We had spent the day wandering about the city, you taking me places that are important to you that you want to share with me: an outdoor funky cafe where Sage Francis will be playing, the cemetary near your work where Daniel Defoe, the author of The Pilgrim’s Progress, and someone else I forgot the name of, are buried. We glanced up at spaces with imaginary flats we’d like to call our own. We find our way to The Guardian and The Observer where you dream to spend more time than a work experience. We find our way to the river and you take me to the World Press Photography exhibit that your mum told us about when we were still in Scotland. That we had forgotten about. Or so I thought. We weave through other peoples lives taken in photographs, catching moments of sadness and bloodshed. Discovery and beauty. Some of them make me sad. But that’s because life affects me in ways I don’t always understand.
You grab my hand and after sharing sandwiches we head out to the river side. The Thames. There are performers posing in pictures. Painters painting sidewalks. Huge crowds of people that don’t belong here but came to discover something. We pass museums. Replicas of Dali statues out front. I find another place I want to visit on another day. We wander towards Big Ben and Westminister Abbey. Past a faded anti-war demonstration of photos of deformed babies from chemical warfare and remembrances of those dead in action and blaming Blair, across from Parliment. Life is sad. You can live your life in happiness but it doesn’t erase the fact that horrible things are happening all over the world. Some of us don’t care to think about it or reckognize it or allow it to touch us. But I do. That’s just me.

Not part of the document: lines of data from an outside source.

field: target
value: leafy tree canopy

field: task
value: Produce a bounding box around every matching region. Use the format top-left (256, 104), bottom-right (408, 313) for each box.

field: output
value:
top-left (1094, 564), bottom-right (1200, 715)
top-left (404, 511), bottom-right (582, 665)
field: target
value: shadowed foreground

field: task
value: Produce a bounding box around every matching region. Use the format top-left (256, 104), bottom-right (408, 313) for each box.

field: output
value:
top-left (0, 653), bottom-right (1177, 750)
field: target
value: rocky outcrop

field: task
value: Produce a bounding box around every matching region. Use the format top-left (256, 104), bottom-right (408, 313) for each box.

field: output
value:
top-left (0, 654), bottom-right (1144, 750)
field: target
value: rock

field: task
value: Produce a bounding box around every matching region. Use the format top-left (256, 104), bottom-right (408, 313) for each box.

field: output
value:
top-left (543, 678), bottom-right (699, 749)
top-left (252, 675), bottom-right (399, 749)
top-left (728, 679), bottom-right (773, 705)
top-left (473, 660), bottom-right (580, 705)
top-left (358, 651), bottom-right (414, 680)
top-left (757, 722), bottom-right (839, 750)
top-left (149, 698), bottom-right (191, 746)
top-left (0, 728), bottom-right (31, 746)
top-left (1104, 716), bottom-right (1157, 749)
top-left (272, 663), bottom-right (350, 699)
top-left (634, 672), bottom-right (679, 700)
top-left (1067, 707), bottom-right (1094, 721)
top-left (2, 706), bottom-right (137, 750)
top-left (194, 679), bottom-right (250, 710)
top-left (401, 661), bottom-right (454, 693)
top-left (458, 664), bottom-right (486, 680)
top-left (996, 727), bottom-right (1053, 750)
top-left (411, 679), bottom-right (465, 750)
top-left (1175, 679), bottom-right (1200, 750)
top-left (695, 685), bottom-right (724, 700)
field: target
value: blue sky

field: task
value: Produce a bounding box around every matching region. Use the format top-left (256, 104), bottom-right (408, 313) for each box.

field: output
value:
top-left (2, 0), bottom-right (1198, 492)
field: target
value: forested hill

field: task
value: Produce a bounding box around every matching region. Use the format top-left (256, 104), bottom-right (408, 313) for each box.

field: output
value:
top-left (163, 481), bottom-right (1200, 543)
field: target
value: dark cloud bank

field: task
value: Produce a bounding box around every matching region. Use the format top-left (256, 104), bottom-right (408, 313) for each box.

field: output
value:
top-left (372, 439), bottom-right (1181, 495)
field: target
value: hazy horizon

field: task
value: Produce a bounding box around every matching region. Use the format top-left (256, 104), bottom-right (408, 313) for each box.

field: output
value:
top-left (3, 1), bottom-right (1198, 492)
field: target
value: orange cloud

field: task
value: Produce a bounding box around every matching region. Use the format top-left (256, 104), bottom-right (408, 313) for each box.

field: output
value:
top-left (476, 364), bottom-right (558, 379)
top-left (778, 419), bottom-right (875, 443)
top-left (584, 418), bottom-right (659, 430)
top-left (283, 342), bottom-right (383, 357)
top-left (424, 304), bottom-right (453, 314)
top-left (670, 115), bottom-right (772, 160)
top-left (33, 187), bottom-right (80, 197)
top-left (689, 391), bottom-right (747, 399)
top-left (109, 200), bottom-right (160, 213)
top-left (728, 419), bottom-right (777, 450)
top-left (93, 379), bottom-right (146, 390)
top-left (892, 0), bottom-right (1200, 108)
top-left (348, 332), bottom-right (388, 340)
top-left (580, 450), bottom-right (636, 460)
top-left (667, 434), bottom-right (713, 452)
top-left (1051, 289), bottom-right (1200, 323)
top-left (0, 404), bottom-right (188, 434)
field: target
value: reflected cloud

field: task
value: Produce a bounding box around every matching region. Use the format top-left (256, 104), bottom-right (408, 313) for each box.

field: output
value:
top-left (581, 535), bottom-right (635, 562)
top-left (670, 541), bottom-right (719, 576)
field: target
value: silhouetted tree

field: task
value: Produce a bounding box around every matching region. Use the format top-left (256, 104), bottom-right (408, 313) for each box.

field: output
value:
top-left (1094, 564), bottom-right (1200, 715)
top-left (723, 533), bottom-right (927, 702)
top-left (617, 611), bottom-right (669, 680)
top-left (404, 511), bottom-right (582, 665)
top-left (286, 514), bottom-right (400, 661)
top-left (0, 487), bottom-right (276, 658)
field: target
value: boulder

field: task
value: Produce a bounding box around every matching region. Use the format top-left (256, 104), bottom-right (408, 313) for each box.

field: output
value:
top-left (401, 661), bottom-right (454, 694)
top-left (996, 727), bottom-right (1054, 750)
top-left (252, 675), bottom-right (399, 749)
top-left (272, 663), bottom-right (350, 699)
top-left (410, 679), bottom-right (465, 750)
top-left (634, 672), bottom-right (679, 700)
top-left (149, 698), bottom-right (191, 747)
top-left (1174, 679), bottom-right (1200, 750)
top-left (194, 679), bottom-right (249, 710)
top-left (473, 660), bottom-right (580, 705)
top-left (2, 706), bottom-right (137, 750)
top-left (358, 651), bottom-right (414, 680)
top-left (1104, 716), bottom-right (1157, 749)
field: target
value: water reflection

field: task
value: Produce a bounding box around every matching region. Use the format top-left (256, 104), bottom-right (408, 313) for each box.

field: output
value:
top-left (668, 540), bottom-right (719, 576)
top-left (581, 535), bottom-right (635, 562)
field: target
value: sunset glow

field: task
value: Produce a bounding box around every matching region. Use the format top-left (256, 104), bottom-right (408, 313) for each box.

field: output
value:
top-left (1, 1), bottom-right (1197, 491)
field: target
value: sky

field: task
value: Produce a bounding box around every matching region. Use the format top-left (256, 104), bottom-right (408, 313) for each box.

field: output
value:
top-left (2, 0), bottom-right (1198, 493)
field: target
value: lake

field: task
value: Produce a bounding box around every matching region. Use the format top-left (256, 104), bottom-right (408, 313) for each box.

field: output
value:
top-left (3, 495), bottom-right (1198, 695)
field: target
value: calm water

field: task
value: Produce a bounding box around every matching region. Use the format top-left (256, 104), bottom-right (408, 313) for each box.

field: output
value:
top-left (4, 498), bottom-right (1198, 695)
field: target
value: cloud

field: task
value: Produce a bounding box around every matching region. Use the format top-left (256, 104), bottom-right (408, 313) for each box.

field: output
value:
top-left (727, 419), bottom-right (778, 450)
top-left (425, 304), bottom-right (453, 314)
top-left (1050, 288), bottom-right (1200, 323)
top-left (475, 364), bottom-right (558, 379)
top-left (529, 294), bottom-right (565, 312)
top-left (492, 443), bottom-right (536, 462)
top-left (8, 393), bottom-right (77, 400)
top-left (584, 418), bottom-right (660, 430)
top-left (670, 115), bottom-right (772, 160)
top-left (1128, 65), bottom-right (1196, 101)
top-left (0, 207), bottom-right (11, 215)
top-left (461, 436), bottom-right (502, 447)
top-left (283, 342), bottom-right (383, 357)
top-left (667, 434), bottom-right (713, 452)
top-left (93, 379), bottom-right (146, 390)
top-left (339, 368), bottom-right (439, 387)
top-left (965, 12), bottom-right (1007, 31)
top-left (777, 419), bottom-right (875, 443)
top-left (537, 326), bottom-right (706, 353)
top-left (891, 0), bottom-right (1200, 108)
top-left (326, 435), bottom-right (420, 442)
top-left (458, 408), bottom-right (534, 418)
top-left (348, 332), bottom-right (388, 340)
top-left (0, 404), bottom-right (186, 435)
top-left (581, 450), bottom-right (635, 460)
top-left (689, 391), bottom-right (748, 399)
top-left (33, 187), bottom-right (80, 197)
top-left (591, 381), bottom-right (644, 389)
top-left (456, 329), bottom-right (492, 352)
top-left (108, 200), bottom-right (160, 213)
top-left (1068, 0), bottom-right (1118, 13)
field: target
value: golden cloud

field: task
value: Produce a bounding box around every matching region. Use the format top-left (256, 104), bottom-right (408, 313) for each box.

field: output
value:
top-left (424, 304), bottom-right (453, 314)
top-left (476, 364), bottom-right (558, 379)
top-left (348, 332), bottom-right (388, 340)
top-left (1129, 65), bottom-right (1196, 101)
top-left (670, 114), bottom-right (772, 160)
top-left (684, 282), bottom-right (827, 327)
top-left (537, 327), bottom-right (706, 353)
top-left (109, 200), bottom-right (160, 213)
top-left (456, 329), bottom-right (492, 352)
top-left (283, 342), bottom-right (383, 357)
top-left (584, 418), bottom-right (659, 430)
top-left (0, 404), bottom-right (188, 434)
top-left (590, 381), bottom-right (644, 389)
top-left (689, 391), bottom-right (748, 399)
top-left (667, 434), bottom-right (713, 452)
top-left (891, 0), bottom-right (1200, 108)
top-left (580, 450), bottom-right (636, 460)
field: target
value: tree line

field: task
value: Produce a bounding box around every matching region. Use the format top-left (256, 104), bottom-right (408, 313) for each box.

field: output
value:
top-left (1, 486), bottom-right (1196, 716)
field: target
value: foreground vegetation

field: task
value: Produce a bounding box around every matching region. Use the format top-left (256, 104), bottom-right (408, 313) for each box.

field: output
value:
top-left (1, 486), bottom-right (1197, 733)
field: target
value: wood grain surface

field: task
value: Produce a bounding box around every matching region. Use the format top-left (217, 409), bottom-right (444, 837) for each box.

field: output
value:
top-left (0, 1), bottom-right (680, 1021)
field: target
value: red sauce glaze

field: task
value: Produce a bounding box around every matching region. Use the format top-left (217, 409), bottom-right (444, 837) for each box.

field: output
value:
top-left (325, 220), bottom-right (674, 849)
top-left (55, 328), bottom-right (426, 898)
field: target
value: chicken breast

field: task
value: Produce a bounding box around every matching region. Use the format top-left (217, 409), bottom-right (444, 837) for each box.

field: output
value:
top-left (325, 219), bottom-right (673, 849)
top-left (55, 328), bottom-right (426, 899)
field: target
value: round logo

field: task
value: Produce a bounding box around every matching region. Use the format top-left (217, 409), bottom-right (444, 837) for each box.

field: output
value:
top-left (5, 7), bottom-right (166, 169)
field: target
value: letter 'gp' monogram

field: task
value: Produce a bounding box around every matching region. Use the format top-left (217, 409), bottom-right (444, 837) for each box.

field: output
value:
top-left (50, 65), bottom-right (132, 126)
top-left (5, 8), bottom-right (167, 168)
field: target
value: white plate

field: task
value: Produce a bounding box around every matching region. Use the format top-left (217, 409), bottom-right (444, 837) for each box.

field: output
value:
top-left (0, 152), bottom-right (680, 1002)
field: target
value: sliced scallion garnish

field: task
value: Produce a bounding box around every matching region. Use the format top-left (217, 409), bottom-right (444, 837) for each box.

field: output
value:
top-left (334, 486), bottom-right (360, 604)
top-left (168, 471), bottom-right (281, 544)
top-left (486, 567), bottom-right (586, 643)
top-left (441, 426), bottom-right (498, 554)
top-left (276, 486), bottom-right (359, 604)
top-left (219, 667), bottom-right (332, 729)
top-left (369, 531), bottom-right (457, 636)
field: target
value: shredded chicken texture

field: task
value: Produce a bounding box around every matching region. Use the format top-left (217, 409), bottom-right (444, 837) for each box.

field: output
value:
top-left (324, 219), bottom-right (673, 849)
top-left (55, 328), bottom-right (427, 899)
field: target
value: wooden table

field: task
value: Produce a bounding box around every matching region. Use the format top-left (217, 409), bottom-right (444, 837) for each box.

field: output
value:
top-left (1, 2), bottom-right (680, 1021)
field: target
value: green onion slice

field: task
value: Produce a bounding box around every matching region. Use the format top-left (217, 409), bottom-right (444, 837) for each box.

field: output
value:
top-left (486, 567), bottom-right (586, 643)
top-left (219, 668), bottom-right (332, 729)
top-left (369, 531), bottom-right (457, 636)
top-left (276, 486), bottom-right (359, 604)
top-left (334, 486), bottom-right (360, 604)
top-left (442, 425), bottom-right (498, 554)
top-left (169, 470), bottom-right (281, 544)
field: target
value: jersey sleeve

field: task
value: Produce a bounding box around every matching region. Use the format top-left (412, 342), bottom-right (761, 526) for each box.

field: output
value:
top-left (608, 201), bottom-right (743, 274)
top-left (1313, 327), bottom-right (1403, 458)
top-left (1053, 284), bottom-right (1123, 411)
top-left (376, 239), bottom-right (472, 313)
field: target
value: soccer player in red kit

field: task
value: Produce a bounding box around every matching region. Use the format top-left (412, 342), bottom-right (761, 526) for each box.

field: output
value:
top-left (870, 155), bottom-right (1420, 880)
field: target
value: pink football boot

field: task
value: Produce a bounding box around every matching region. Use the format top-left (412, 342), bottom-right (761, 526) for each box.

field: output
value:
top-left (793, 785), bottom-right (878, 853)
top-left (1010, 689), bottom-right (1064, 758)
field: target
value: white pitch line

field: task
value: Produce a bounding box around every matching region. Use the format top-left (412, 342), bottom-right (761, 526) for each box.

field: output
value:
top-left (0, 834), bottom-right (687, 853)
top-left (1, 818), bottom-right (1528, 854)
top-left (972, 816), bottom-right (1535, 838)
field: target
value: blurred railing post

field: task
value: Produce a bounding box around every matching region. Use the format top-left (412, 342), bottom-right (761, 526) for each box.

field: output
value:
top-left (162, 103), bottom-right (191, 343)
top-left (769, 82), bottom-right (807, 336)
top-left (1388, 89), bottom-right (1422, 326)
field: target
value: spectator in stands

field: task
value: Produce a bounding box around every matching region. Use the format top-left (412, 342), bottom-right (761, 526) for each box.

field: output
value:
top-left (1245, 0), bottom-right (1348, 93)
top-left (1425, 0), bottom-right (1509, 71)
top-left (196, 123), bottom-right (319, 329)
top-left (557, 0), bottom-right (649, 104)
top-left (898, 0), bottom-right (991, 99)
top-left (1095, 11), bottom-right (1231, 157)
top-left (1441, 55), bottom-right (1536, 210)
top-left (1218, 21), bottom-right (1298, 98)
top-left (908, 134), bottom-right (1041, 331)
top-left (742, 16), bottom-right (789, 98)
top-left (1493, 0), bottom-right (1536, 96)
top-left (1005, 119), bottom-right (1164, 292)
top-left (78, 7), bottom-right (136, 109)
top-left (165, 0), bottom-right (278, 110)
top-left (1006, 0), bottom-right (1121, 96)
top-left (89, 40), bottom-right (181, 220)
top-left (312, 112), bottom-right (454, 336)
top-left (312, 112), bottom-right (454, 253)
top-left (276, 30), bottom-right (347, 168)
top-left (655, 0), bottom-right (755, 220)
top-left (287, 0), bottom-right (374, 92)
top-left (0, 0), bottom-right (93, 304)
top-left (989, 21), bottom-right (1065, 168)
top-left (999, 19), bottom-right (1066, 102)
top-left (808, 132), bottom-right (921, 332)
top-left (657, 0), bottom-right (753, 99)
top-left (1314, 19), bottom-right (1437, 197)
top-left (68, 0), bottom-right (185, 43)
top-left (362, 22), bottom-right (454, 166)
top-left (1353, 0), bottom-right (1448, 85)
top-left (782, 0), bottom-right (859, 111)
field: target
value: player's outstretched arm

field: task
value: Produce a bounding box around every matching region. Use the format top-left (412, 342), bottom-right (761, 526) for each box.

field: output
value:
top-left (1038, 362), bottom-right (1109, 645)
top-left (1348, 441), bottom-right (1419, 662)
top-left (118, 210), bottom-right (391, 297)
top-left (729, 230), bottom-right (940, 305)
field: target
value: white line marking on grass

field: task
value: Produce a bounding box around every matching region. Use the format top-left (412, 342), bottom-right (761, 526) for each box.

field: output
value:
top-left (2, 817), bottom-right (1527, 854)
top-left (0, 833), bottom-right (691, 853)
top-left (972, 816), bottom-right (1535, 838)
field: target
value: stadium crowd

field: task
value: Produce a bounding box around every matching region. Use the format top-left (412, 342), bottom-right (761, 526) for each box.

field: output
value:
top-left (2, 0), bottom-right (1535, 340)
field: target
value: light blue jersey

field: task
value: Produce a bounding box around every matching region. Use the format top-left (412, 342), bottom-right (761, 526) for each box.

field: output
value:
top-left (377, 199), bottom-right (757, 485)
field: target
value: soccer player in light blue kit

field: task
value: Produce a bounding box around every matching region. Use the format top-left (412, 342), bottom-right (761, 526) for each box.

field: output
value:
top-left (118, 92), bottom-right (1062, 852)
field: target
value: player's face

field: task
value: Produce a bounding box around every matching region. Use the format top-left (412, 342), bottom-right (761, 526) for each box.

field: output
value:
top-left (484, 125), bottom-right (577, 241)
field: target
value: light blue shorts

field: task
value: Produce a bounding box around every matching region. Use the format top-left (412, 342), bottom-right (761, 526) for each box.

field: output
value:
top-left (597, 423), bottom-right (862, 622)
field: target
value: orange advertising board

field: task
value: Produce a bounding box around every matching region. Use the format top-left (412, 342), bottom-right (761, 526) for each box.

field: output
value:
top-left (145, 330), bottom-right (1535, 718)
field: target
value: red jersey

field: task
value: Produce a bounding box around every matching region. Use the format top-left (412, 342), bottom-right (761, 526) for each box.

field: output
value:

It’s my turn. I take direction, with your help, and we find oursleves in the underground maze trying to get to Picadilly Circus by 7pm. Someone has taken ill on one of the trains and squished between tourists we discover that we have to make our way back to the world above due to an indefinite suspension of the tube in the direction we are headed. We walk quickly past Green Park, glancing at more street art and old, tattered books for sale. I wonder aloud whether I could sell my paintings here and we decided that we want to come back here later, when we have more time. We find ourselves going in the wrong direction as the road forks. We turn around and walk, sometimes breaking into a run, in the correct direction. We arrive at Picadilly Circus and now look for Shaftsbury Avenue, grabbing each other’s hands we try to find our way among the tourists bustling through the veins of this intersection. We see the sign I am looking for simultaneously. We have to cross the street. There it is: Death of a Salesman, Lyric Theatre. You look at me, eyes wide. I done a good thing. Both of us are smiling ear to ear as we step in line to collect our tickets.